Data science is a very popular phrase these days. When it comes to solving large scale data-driven problems, most experts agree that turning to data science to solve the issue is the current best practice. So, what exactly is this science, and why is it so successful these days? Let’s have a closer look. Let’s also have a look at how this issue relates to the pipeline industry.
Data Science is the new star in town
Data science is considered a new discipline in our science portfolio. Just as computer science evolved from pure math as computers were invented and became more powerful, data science makes use of the technology and know-how of other disciplines as well. The specific drive and movement, as well as the corresponding mindset and focus on this area, help introduce this new phrase to our common vocabulary and justify this discipline as being a new standalone science.

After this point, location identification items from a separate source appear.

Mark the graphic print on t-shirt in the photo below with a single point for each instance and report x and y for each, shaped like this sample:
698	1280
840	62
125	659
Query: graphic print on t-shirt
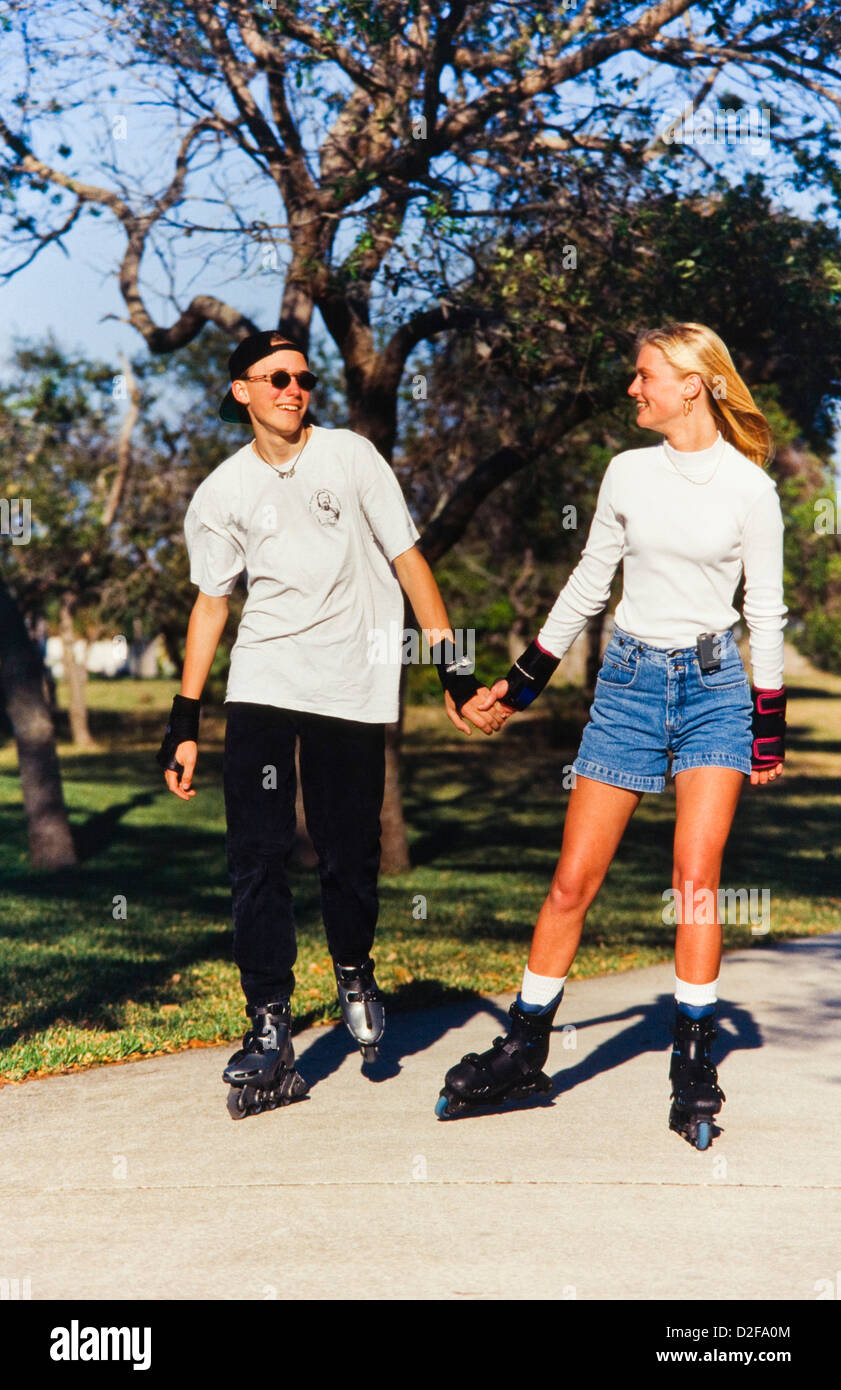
325	508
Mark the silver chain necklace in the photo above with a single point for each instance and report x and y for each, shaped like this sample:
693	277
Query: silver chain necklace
285	473
686	476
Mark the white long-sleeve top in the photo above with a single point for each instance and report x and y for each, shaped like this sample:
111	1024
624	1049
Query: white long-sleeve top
684	526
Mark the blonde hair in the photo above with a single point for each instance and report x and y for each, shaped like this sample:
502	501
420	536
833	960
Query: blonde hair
694	348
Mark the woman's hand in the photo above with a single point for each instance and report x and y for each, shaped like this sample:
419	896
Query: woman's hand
766	776
481	709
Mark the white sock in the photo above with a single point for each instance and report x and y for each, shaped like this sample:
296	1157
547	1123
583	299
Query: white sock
697	994
540	988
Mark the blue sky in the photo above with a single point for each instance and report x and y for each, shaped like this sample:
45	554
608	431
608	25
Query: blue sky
77	298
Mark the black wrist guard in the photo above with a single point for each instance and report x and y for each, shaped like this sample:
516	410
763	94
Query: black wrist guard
455	673
528	677
182	727
769	729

Data science utilizes the best capabilities and procedures from related traditional disciplines to develop new insights from the vast amounts of data that we humans tend to create and host these days. The success of this new scientific field is based on the human need for complexity of the systems we use today. After all, we are no longer able to master our complex world with pen and paper. Computers are no longer used to just speed up research and development and established processes, but are in fact needed to help us understand the essence of the oftentimes immense dimensional complexity of the systems we create for our benefit.
Data science relies heavily on mathematics and statistics, computer science, and software engineering as well as our knowledge and experience when it comes to problem-solving. Traditionally, these areas have always overlapped to some degree. The cooperation between technical specialists facing a problem and software engineers, for example, has in the past most often provided a clever software algorithm to solve that issue. Traditional research is the natural result when working closely with scientists. The development of artificial intelligence originated in the partnership between classical and computer science. The complexity of today’s systems no longer allows for easy decision-making when approaching an issue. Will computer science part be the solution? Is experience all that is needed? Or will the investigation require a very strict approach based on statistics?
Figure 1: Data Science can be understood as the combination of traditional scientific disciplines and existing domain expertise.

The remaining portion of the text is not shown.